On accretion in the polar V379 Vir

TL;DR

This study analyzes 20 years of optical and infrared data of the polar V379 Vir with a brown dwarf secondary, constraining system parameters and accretion rate, revealing a higher-than-expected mass transfer rate.

Contribution

It provides detailed modeling of the spectral energy distribution and cyclotron emission, offering new constraints on the system's physical parameters and accretion processes.

Findings

White dwarf mass estimated at 0.61 solar masses

Donor radius and temperature constrained

Accretion rate found to be higher than wind-driven expectations

Abstract

Based on optical and infrared survey data spanning $\approx 20$ years of observations, the long-term variability of the polar V379 Vir with a brown dwarf secondary has been studied.

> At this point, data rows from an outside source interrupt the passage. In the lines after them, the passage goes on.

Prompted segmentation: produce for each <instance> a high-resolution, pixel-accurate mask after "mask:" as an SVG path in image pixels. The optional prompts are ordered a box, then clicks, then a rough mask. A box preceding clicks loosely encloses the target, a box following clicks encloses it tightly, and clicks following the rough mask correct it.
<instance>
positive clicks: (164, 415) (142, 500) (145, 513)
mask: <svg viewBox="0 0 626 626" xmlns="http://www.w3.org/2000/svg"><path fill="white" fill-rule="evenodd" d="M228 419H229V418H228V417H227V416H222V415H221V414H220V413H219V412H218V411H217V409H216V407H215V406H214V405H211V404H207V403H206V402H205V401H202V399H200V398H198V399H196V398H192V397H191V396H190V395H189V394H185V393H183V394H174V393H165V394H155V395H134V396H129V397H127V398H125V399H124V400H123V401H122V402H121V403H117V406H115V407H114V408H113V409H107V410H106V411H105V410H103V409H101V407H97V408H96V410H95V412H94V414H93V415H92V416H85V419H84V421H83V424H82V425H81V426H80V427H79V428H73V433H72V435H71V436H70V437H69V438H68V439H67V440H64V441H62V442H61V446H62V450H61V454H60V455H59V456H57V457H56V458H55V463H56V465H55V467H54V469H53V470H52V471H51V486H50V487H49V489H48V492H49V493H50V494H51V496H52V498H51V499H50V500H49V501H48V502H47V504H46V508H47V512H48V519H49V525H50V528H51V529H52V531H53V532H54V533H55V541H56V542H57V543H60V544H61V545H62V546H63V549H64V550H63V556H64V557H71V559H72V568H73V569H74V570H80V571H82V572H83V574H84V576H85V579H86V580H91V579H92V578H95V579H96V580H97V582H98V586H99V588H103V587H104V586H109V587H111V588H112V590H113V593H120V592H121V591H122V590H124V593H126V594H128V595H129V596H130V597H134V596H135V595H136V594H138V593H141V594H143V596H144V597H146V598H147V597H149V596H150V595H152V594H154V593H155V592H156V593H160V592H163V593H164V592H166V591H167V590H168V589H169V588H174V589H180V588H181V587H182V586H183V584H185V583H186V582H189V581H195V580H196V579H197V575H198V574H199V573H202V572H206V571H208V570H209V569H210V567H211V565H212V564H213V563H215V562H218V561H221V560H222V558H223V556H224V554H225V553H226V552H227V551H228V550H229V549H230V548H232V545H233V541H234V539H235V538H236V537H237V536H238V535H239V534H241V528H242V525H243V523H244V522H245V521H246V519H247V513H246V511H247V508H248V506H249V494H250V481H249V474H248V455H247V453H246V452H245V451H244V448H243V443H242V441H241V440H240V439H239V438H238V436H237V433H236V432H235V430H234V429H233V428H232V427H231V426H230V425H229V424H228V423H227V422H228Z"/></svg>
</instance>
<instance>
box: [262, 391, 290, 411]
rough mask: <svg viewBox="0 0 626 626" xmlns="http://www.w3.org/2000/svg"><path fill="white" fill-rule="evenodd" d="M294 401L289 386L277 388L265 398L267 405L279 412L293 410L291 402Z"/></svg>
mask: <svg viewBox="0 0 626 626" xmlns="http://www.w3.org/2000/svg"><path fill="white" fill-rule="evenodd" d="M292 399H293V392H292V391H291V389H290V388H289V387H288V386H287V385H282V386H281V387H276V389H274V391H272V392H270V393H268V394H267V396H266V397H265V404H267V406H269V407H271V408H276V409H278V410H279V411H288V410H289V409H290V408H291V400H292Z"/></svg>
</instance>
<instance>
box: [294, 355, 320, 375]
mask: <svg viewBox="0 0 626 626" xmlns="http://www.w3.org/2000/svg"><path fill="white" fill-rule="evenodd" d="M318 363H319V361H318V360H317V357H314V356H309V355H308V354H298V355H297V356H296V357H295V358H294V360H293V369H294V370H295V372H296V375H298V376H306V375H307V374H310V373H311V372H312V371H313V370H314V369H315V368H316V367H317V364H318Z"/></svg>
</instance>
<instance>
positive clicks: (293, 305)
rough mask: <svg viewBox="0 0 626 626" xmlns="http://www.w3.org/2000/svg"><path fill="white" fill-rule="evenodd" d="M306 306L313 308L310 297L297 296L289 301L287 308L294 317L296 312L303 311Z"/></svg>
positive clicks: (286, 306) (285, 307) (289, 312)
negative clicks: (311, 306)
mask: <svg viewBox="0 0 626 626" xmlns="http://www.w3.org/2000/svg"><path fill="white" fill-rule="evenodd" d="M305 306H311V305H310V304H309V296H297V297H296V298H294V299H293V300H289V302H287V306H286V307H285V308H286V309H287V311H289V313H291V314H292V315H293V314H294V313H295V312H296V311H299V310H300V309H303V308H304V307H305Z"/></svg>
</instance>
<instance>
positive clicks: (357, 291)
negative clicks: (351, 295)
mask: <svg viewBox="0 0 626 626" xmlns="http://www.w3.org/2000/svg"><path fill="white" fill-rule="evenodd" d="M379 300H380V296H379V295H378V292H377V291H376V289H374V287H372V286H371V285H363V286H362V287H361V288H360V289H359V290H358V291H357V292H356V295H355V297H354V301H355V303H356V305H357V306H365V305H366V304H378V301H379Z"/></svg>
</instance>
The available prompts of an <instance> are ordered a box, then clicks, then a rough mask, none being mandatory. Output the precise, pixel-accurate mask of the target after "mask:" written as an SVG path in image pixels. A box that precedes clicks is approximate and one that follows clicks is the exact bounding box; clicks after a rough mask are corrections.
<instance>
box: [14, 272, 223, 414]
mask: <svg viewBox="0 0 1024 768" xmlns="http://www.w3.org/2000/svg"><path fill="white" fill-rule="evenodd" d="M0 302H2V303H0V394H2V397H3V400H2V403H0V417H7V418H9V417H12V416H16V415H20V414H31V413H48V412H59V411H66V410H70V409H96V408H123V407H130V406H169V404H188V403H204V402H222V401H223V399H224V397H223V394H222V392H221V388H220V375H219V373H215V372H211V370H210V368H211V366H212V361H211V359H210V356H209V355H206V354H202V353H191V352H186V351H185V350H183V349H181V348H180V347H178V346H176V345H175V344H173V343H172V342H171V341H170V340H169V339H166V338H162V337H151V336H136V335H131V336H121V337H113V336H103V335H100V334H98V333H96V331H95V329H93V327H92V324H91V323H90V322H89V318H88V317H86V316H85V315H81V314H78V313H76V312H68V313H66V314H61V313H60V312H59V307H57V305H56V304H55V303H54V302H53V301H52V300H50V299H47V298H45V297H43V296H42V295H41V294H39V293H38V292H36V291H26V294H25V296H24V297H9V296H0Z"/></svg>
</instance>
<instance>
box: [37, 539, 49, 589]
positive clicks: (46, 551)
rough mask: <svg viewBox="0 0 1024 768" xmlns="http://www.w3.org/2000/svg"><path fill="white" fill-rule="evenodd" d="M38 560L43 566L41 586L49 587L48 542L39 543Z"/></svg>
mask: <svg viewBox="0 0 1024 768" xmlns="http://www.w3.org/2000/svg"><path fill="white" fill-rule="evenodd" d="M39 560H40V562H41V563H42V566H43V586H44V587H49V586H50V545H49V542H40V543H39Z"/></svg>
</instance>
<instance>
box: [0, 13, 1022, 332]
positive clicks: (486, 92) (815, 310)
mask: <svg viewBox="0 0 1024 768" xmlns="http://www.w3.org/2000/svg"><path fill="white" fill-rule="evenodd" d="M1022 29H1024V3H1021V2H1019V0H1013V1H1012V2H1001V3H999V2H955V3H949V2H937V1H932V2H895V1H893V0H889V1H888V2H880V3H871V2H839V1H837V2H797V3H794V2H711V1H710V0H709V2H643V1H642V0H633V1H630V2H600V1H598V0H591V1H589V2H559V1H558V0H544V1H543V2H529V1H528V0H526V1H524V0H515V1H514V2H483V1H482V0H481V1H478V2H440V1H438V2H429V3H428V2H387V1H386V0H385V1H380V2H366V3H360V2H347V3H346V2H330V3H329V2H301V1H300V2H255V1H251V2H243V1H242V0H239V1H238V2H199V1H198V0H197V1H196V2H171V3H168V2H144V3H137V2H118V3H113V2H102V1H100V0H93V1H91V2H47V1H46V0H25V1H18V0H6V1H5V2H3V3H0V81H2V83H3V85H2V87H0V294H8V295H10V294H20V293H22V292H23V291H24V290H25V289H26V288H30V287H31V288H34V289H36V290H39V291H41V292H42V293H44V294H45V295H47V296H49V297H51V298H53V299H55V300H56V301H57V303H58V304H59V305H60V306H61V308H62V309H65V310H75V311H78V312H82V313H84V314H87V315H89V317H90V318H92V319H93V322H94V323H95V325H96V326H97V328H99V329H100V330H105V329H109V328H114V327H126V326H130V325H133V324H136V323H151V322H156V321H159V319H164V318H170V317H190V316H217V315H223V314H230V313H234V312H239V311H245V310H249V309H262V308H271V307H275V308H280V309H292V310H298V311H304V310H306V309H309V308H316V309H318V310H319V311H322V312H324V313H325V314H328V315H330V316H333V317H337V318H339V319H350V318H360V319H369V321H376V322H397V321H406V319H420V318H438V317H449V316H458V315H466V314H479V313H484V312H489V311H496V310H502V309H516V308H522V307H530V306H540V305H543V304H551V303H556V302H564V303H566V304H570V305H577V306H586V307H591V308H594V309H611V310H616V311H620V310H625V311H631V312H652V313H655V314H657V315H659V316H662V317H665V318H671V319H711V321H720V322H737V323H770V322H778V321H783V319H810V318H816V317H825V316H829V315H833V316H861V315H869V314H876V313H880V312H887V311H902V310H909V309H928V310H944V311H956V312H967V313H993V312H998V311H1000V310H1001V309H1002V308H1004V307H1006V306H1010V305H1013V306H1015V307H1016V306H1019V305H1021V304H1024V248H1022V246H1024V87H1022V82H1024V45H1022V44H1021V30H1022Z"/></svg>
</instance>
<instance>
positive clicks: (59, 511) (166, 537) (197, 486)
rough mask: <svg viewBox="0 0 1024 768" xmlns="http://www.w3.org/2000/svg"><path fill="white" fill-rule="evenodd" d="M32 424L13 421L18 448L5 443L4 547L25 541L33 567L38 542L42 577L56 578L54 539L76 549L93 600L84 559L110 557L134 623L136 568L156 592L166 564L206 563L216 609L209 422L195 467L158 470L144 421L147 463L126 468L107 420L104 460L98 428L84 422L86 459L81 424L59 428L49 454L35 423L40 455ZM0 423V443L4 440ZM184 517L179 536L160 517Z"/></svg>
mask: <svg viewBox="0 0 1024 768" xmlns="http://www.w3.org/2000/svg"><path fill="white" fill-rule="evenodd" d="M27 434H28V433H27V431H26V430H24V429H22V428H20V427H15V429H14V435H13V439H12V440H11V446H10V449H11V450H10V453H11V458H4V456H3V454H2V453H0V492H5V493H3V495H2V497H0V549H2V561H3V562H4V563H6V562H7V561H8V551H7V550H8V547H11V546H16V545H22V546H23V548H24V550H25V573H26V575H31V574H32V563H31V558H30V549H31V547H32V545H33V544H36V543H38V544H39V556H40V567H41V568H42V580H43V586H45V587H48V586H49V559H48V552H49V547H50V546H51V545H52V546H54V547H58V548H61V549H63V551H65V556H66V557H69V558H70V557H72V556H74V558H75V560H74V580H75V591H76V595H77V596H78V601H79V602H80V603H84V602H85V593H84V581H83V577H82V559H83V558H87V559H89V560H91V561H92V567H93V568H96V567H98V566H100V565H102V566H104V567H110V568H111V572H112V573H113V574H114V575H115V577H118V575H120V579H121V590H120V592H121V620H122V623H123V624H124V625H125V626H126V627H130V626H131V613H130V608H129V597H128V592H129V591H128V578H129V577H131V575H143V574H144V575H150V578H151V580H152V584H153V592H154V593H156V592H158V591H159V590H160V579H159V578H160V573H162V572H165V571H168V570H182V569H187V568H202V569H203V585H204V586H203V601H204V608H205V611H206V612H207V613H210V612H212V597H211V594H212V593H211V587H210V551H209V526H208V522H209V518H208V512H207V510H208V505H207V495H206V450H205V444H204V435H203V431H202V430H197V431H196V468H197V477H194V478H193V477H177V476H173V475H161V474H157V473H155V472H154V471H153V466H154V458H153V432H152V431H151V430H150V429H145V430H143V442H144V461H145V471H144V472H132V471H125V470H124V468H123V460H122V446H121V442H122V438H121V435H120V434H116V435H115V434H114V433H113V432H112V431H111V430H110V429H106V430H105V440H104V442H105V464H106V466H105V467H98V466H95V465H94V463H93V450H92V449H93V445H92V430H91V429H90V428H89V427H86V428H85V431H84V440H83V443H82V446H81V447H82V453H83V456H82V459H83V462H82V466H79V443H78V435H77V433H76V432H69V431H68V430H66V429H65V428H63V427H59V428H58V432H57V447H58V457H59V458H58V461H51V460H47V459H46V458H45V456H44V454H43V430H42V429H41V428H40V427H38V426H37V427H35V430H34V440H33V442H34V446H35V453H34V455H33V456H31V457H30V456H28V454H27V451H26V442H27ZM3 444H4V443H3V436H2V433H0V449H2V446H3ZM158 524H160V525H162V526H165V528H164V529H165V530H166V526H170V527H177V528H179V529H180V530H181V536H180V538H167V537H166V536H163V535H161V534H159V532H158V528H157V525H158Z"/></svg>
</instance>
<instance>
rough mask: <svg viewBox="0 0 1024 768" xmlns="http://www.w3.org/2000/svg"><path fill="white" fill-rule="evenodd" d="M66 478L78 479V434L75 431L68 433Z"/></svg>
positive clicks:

By modeling the spectral energy distribution, we constrain the white dwarf's mass to $M_1 = 0.61 \pm 0.05~M_{\odot}$ and its effective temperature to $T_{eff} = 10930 \pm 350~K$. Near-infrared photometry yields a donor radius of $R_2 = 0.095 \pm 0.018 R_{\odot}$ and temperature $T_{eff} = 1600 \pm 180 K$. Modeling of the cyclotron emission from the accretion spot, detected with the Spitzer infrared telescope, gives an accretion rate of $\dot{M} \approx 3 \times 10^{-13} M_{\odot}/yr$. This rate is consistent with polars in a low accretion state, but significantly higher than expected from wind-driven mass transfer.